Ficha de leitura nº 1

Referência Bibliográfica: Albarello,L. et al (1997). Práticas e métodos de investigação em Ciências Sociais.Lisboa, Gradiva. Ruquoy, Danielle- Situação de entrevista e estratégias do entrevistado, p. 84-116.

Palavras-chave: Entrevista, Metodologia, Recolha de dados, Investigação Qualitativa

Breve resumo do texto: O presente texto aborda a temática da entrevista como um útil instrumento de recolha de dados em investigações de carácter qualitativo.
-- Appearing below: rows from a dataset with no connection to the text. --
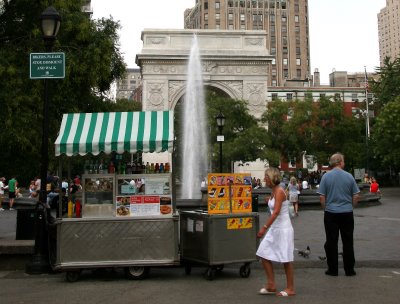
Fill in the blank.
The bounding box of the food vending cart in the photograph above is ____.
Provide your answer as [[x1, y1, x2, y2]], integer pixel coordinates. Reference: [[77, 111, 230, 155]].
[[49, 111, 180, 282], [180, 173, 258, 280]]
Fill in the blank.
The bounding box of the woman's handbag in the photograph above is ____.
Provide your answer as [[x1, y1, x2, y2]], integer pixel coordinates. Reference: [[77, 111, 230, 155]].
[[288, 202, 296, 218]]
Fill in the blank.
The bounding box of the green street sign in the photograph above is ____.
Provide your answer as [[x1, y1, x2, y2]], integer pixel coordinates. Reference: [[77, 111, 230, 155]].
[[29, 53, 65, 79]]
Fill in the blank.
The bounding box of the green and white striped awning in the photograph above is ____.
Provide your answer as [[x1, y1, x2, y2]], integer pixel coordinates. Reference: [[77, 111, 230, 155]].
[[55, 111, 174, 156]]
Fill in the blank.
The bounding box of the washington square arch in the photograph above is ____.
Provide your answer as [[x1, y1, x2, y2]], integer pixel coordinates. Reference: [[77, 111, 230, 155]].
[[136, 29, 273, 118]]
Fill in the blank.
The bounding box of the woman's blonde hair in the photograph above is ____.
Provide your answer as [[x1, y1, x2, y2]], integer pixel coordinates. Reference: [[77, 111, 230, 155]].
[[265, 167, 281, 185]]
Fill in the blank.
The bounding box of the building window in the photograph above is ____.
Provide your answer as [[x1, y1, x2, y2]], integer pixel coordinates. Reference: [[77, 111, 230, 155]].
[[269, 15, 275, 23], [283, 69, 289, 79], [269, 25, 275, 33]]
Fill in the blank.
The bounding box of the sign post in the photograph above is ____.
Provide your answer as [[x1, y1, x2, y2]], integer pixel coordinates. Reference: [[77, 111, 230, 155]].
[[29, 53, 65, 79]]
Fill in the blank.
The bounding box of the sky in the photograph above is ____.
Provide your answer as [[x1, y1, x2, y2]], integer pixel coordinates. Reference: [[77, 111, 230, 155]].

Define e desenvolve os aspectos relacionados com este instrumento metodológico, formulando questões essenciais para a sua compreensão, como por exemplo: a escolha da entrevista, o fundamento do método, a selecção de pessoas a entrevistar, as estratégias usadas pelo investigador, entre outras.

Desenvolvimento: O interesse cada vez mais crescente pelo indivíduo, pelas suas acções e pelas suas crenças, por parte dos investigadores, tornou a entrevista num instrumento primordial no que diz respeito à abordagem em profundidade do ser humano. Este tipo de instrumento é muitas vezes o único meio de recolha de dados, estando presente na fase exploratória da maioria das investigações. Ao utilizar a entrevista encontramo-nos longe de uma imagem da ciência que se interessa por procedimentos claramente formais e identificáveis, o que nos é dito, fornece-nos informações sobre o pensamento da pessoa e sobre a realidade de que é objecto. Sendo assim, são fornecidas através deste instrumento de recolha de dados informações de carácter bastante subjectivo. A entrevista surge na decorrência das “biografias orais” de W. Dilthey (1833-1911). Segundo este autor, para que possamos entender o social é preciso ter uma abordagem compreensiva de forma a conhecer o sentido que o ser humano atribui à sua acção. A utilização deste instrumento de recolha pressupõe que o investigador não possua informações sobre o seu objecto de estudo, justificando o uso da entrevista pela necessidade de obter dados próprios. Para garantir a confiabilidade deste instrumento metodológico, o investigador deverá prestar todas as informações de forma clara e exaustiva para proporcionar ao leitor a possibilidade de conhecer os resultados alcançados e todas as condições em que foi realizada a recolha dos dados.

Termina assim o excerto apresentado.